Do Ties Cut Off Blood Flow To The Brain? “Want to destroy a good programmer?” one of you wrote me last month. “Put him in a tie. Maybe it cuts off the blood flow to the brain?”

This touched a chord with Robert Brown, who responded as follows: “Several years ago I read of a study, I believe out of Cornell, which addressed this question. Using what is apparently a standard test for general mental attention, they had subjects indicate at what point they could no longer detect flicker in a rapidly flickering light. (Possibly analogous to clock speed on microprocessors.) Turns out subjects wearing ties lost track of the flicker significantly sooner than those with unencumbered jugulars. The proposed conclusion was indeed that neckties were restricting blood flow to the brain. Since I don’t have details on the study this probably needs to be considered an urban legend (or worse). But I must say I agree that my mental state is affected by my attire. (My favorite attire anecdote, which I think came from an old Dale Carnegie book, is about a woman with a terminal illness who had been in a ‘sanitarium’ for many years. As her condition was deemed hopeless she was sent home to die. Her only clothing for many years had been a drab hospital gown, so they bought her a brighter civilian outfit. The story goes that just putting on that new outfit so changed her whole outlook that she welled up with optimism, came back to life and returned to health.)”

So wear a cheerful tie. Thank you, Robert.

Charity and Taxes. This correction from Alan Levit: “I was interested to see that you described $90,000 as 10% after-tax to a family with a $500,000 income. I don’t see it quite that way. Let’s assume that the combined marginal state and federal tax rate is 50% (close enough for those of us in NY or CA). The family’s after-tax income is $250,000 if they contribute nothing, and $205,000 if they make the $90,000 contribution. The reduction is 45,000/250,000, or 18%. Let’s give those 90K contributors all the credit they deserve!”

He’s absolutely right, of course. At any tax rate, it works out to 18%. My tie was obviously too tight as I wrote that.

Piggy’s Kid Brother, Peeper. Previously, we learned a little about Paul Felix Warburg, known to all in the family as Piggy. He’s the one who got in trouble with his dad for investing in some cockamamie scheme that became known as “television.” Thanks to Dave Davis — and to his reading of Ron Chernow’s excellent family history, The Warburgs — we now learn that the youngest of Felix Warburg’s sons, Edward (nicknamed Peeper), had an early appreciation for modern art. In the summer of 1929, he took a trip to Germany and made an interesting acquisition. Chernow’s account:

“Having turned twenty-one in June, Eddie had inherited money from Grandpa Schiff [famed Wall Streeter Jacob Schiff]. A friend who worked in a Berlin gallery showed him Picasso’s BLUE BOY. This downcast, pensive figure enchanted the young Harvard undergraduate who plunked down seven thousand dollars for it. On the trip home, he worried about Felix’s reaction and decided to reduce the amount he had paid by half. When Eddie told the customs officer that he had paid thirty-five hundred dollars for the painting, the man gasped. ‘You bought a $3,500 picture? You mean you actually paid that for this?
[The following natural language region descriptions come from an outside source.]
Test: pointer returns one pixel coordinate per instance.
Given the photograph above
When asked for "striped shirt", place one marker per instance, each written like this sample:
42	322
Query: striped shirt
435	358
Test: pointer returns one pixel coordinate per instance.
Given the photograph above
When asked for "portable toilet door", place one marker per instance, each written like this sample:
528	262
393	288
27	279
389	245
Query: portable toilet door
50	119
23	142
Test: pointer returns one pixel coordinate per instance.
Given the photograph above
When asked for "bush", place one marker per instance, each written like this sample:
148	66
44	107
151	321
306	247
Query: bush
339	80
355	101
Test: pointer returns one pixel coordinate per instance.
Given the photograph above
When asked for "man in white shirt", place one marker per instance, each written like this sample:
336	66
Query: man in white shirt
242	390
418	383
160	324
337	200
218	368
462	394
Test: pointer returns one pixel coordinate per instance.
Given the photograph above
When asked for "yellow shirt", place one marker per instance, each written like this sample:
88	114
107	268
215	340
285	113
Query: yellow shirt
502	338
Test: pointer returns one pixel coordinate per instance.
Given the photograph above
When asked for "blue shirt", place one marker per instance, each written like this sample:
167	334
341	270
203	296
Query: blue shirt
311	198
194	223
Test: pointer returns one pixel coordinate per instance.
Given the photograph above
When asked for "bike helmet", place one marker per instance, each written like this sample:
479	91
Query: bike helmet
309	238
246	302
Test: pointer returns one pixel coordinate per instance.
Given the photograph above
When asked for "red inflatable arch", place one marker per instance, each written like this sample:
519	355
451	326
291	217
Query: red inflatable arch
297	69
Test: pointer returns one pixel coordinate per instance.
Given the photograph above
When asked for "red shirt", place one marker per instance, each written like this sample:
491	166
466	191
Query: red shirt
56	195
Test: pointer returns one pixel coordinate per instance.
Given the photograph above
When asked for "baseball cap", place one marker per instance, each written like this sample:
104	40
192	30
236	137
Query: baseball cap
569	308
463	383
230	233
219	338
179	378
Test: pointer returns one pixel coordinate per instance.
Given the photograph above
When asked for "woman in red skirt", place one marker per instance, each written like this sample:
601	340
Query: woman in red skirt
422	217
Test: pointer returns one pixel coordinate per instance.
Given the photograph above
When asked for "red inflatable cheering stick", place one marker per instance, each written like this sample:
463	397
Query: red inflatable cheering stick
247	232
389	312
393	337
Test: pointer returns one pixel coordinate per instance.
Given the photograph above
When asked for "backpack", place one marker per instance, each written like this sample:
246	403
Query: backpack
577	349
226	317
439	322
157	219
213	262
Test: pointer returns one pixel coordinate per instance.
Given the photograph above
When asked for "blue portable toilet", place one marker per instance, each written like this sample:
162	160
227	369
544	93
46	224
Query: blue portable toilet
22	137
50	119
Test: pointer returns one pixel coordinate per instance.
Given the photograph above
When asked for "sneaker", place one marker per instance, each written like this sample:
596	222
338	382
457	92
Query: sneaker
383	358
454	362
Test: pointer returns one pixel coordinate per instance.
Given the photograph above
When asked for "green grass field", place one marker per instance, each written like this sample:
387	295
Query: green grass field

Sonny, I’m going down the dock, and when I come back, you change that figure to $1,000.’ Piggy was there to add comedy to the scene. ‘Thanks,’ he told the customs officer. ‘You see, we find it cheaper to let him do this than to keep him at Bloomingdale’s.'” Bloomingdale’s was a posh loony bin of the time.

In truth, if BLUE BOY would be worth $20 million or $40 million today, then it has appreciated at 12.5% or 13.5% from its 1929 purchase price. Nothing like the annual rate of gain most Americans expect from the stock market these days, but extremely brisk nonetheless.

Thought of another way, if a buyer in 1929 would have been satisfied with 6% annual appreciation, he could have paid $380,000 instead of $7,000 and still seen his investment grow to $20 million by 1997. And really, 6% is not so awful. But can you imagine the look on the customs guy’s face if he had declared a $380,000 purchase price?